Rotation is not the angle with the road.  It is the first derivative of the angle, or dq/dt.   Rotation is stopped when dq/dt=0. Actually this is when the angle q will be its largest. This will occur when the headlights are pointing away from the road heading the most.

Now if our task is to stop the rotation, we should use a steering behavior that creates the largest torque. That is the largest force opposing the rotation.  Which means the driver turns the wheel to the left as much as possible, such that when dq/dt=0 all of this steer, (torque) can be removed.  That is the front wheels are parallel to the back wheels. While the car is still sliding down the road, the friction produced by the front and back wheels is the same (that is zero torque).

Even though the car is pointed off the road to the right, its rotation is zero.  Then we can begin to execute the remaining portion of recovery, vehicle realignment  with the road.  Something that we already know how to do. 

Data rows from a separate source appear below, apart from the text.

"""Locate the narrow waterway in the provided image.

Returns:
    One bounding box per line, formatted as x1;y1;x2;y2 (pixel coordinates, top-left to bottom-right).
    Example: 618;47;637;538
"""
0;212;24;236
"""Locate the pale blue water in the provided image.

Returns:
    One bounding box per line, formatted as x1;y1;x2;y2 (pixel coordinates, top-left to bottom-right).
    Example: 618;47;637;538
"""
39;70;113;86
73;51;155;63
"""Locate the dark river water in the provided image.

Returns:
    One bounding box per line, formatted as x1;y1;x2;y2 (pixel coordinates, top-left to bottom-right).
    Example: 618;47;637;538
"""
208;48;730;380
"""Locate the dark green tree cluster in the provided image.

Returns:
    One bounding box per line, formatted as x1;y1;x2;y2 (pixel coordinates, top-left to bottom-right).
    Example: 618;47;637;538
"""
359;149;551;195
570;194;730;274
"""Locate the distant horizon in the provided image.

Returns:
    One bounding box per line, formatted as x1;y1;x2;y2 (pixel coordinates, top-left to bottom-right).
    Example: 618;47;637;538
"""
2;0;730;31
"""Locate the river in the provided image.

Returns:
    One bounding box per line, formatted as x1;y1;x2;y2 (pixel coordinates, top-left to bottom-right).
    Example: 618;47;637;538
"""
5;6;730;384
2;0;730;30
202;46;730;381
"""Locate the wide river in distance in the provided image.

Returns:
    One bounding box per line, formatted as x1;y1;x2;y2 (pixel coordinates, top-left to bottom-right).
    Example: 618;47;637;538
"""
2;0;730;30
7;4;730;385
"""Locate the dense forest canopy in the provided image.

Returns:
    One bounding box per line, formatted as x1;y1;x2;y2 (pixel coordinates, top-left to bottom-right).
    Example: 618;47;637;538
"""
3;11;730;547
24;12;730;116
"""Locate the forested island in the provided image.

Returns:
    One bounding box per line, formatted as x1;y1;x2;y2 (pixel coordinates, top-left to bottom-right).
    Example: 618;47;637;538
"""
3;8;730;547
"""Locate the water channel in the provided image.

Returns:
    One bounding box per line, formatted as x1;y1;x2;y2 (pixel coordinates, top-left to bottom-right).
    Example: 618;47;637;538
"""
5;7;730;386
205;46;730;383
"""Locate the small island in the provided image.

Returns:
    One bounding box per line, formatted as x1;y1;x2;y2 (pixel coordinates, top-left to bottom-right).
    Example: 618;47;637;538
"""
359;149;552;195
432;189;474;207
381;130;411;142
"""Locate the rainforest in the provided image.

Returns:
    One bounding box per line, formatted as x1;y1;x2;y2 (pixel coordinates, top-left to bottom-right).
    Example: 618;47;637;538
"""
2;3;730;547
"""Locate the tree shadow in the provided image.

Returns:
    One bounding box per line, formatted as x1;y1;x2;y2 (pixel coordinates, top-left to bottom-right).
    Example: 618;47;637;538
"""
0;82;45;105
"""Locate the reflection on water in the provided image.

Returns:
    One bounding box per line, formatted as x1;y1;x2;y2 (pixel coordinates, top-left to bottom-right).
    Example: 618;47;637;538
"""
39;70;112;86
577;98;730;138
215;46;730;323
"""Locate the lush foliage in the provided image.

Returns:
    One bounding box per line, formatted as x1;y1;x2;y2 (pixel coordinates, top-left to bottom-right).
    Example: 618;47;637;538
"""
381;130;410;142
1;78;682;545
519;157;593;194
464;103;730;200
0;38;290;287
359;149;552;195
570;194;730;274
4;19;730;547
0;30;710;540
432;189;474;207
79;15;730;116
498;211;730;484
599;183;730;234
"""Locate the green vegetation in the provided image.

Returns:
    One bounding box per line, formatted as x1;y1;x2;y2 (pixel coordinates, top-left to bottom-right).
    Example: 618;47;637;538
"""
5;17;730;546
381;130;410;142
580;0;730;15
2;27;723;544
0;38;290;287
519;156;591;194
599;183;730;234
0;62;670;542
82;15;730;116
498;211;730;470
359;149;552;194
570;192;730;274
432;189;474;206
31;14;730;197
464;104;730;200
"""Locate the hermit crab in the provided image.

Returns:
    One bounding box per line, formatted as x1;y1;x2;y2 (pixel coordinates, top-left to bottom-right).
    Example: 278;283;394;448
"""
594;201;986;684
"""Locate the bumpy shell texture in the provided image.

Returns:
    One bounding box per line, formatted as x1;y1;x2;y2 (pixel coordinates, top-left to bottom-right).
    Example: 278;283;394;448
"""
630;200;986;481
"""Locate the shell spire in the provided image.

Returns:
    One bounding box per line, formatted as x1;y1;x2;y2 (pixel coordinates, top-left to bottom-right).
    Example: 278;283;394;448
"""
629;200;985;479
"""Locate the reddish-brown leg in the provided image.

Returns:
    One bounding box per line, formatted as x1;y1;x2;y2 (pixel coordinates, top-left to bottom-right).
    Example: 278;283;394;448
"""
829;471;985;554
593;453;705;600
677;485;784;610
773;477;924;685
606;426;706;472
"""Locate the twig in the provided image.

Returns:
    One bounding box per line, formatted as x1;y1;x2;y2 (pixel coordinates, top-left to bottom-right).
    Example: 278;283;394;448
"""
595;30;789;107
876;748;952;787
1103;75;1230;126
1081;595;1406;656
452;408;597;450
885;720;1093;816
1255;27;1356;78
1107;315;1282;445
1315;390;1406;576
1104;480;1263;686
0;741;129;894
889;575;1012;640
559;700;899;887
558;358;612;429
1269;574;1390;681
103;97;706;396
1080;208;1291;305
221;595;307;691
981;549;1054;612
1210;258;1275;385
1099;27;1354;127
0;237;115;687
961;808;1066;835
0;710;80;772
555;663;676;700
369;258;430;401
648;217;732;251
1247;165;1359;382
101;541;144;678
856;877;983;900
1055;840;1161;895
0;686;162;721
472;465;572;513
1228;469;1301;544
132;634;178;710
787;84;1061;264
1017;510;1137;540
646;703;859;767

Table in Figure 5 (which is a working solution for the skidding car problem) shows the N dimensional look up table has been reduced to a two by three look up table.

Figure 5 Controlling skids using the “heading movement”

The sensed data is:  is the world moving, “right,  “left” or “not moving” in front of the driver.  What the eye easily measures is the  “sign” of the derivative of “heading deviation.”   The steering behavior,  required  in response to “right,  “left” or “not moving”  is also easy to implement with a small a mount of training.  As a result, this 2x3 table does allow skid recovery for the entire volume defined by a full range of all N parameters.  That is, the solution works in any car at any speed, on any road surface.  It even works for controlling vehicles like super tankers, and airplanes and space shuttles.

What explains --
       “that in 60 years of driving experience, most drivers never gain an understanding of the limits of their abilities to recover from skids and subsequently, never develop more powerful means of recovery?”

The answer
       that our level of temporal cognitive abilities gather the wrong parameters, scales them incorrectly and uses the wrong relationships among them.  Direct experiential learning (physiological sensation and computation,) and cultural transmission (coaching and training) conspire to inhibit the search for liabilities in our adopted solutions, or new means for limiting them.  When we do experience accidents, these are not recognized failures in our control processes – they are not recognized as produced by our behaviors.   Subsequently, failures in our choice of behaviors do not lead to an understanding of limitations in cognitive process – specifically the development of temporal cognition.